Il n'empêche que, depuis, on n'a pas trouvé mieux que varier le thème ; ce qui n'empêche nullement le charme, ni l'invention, ni même l'irrévérence... Au contraire.
Il suffit de constater par soi-même combien le spectacle vivace d'une Antiquité à
portée de main se trouve, davantage que dans les musées, glyptothèques et autres
pinacothèques, par les rues de la Rome ou de l'Athènes modernes.
Nous n'avons pas grand-peine à imaginer que le Parthénon fût rehaussé de couleurs vives ; hauts et bas reliefs hauts en couleurs, éclatants comme la vie-même du Pirée, ou du Céramique antiques.
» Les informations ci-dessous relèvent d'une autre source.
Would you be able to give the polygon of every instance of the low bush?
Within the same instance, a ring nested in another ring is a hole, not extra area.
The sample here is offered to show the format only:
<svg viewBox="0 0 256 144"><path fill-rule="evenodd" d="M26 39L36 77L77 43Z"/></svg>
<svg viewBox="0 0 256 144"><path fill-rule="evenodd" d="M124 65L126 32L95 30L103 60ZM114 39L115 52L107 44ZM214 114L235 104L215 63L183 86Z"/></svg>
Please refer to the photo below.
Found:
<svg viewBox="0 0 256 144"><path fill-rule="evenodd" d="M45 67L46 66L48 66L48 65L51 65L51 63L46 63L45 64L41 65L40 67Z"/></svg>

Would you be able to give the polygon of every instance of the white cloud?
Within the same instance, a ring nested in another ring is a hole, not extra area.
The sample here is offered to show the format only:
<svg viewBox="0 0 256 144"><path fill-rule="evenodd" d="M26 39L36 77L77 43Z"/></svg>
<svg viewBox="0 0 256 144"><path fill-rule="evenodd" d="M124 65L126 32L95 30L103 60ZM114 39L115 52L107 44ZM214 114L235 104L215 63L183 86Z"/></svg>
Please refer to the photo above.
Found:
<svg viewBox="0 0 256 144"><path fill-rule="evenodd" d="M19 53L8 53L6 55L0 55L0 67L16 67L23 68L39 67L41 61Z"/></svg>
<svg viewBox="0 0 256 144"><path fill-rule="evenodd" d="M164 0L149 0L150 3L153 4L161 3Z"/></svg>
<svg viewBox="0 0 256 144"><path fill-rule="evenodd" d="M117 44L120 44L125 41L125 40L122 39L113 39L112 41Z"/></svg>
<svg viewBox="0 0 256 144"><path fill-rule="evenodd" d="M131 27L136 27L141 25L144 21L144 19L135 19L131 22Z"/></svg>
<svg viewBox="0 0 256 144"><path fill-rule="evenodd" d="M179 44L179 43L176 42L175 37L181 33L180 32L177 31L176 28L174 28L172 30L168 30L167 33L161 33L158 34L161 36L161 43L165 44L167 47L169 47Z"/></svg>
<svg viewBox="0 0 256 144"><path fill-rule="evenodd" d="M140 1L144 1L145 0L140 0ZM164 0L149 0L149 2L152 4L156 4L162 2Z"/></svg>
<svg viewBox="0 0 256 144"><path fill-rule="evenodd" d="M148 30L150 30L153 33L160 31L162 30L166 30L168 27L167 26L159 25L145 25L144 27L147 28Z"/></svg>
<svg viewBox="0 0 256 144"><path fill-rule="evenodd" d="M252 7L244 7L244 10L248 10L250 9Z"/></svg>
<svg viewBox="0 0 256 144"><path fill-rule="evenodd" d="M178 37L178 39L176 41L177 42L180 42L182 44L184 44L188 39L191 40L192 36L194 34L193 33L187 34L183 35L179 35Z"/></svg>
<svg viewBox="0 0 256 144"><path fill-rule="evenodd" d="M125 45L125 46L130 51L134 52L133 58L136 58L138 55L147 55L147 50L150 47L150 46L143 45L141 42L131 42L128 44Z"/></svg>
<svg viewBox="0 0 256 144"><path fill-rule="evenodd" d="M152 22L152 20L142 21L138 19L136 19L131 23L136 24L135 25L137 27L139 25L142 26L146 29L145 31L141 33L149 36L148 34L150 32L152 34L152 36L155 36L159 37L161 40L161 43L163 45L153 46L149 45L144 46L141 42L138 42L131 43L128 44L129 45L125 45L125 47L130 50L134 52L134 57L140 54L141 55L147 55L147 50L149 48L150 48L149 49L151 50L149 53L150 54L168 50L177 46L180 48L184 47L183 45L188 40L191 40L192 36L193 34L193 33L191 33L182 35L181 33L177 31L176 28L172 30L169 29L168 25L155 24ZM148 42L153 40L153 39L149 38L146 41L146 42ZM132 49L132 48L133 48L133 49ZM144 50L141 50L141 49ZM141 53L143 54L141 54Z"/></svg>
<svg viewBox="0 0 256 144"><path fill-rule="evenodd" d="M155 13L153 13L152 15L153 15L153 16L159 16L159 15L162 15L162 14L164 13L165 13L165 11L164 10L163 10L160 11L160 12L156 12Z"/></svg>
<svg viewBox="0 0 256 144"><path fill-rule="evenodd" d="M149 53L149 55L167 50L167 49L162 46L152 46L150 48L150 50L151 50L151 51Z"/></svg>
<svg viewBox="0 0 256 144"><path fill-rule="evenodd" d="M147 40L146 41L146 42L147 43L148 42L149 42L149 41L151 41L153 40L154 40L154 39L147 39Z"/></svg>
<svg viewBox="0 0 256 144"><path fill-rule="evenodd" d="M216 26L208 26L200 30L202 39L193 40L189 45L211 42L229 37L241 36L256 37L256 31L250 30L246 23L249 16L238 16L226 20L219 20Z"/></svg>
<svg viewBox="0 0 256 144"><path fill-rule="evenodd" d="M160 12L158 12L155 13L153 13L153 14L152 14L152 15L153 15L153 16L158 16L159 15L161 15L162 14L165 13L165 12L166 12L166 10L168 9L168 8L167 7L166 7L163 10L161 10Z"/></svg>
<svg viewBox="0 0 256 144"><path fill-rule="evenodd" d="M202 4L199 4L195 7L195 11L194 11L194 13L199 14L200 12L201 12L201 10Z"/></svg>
Pourquoi tout le XVIIième siècle du Beau Eternel, de l'esthétisme Winckelmannien, du marbre blanc de Canova et Thordvalsen, du Wegdwood à rinceaux et du style Adams à bucrânes, pour cheminées de clubs d'Oxford-Street, nous a-t-il si faussement présenté une antiquité à l'antique ; un classicisme néoclassique, un idéal blanc comme la viande pressée de son jus, insipide et glacé comme le respect, la dévotion et la mort ?
Ennuyeux, tout cela - tout ce qui dure sans amour, sans chair ni sang... - cette admiration respectueuse ; tueuse, tout court, de ce qui reste émouvant : de cette grâce, qui nous permet toujours de prendre toutes les jeunes filles en fleurs (sur fond de mer à Balbec ou ailleurs) pour Nausica et ses compagnes... Et sans qu'il se mêle à cette comparaison aucune incidence de cette pédanterie d'usage qui consiste à ne faire de citations latines ou grecques que selon le dictionnaires des idées reçues...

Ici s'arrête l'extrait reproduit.